There's a reason you started job-searching in the first place. While more money is always a motivator, more often, there are also other factors that drove you to look: personality fit, dislike of your boss, boredom with the work, lack of recognition, insane deadlines. Whatever it might have been, those factors aren't going to change and will likely start bothering you again as soon as the glow from your raise wears off.
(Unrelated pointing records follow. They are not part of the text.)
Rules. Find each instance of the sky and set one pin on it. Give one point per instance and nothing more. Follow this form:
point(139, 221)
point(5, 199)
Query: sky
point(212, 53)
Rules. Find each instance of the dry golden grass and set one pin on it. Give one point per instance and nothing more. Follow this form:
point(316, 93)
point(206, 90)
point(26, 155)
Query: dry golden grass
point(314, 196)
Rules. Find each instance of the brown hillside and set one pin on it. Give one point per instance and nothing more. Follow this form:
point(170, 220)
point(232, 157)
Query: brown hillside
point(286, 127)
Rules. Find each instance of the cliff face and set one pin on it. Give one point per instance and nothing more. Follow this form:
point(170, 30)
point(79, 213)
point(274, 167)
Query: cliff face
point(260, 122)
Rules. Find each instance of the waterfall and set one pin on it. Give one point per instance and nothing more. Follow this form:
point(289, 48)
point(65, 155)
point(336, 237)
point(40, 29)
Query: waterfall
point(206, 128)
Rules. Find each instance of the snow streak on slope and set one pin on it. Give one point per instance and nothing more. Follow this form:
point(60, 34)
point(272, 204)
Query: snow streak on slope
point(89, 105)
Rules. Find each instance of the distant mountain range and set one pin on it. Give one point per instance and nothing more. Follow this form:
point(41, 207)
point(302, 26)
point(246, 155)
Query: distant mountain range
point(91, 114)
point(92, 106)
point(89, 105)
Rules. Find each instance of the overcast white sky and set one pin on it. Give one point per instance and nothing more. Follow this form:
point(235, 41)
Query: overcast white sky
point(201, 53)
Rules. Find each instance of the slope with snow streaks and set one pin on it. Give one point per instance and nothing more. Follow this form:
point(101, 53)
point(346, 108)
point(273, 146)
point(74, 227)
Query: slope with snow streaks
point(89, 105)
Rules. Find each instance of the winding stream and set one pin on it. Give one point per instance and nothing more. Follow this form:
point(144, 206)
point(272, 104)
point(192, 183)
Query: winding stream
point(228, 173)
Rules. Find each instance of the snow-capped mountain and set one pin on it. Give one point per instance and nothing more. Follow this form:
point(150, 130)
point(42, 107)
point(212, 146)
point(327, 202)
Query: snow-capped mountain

Counter-offers are very common and it can come as a shock to find that your decision is not being accepted. Counter-offers usually take the form of: “You’re too valuable, and we need you.” “You can’t desert the team.” “We were just about to promote/give you a raise, but it was confidential until now.” “What did they offer, why are you leaving and what do you need to stay?” “The MD wants to meet with you before you make your final decision.” Counter-offers usually involve:

  • Increased responsibilities/promises of future promotions
  • Changes in reporting structure (especially if an inter-personal conflict exists)
  • Promises for upcoming salary reviews
  • Emotional pressure to reconsider

These discussions can often cause you to second-guess your initial decision. The fear of change can surface, and you are about to leave a comfortable job, friends, location, etc. for an unknown opportunity where you have to prove yourself all over again. Fear of change can influence your decision to stay. No matter how good the new opportunity is – it can sometimes seem more comfortable to submit to the pressure put on you to stay. These are common human reactions and counter-offer proposals focus on these sensitive points to change your mind. Of course, we all like to think we are irreplaceable, but accepting a counter- offer or appeal to stay is ultimately not in your interests.

You may be told to take the other offer, even if you don't really want it—and then you'll have to follow through. Using another offer as a bluff is a really dangerous game.

Good luck getting that new employer to ever consider you again. If you go all the way through their hiring process only to accept a counteroffer from your current employer, then the former is going to be wary of considering you in the future. If it's a global hospitality company you'd like to work with, you might be shutting a door you'd rather keep open.

Now, are there times where accepting a counteroffer makes sense and works out? Sure, there are always exceptions. But it's a bad idea frequently enough that you should be very, very cautious before doing so.


Remember, it’s often the easy option to stay where you are and accept the counter-offer but ‘easy’ isn’t always ‘best’ and it’s important to think about the wider impact and risks associated with accepting a counter offer.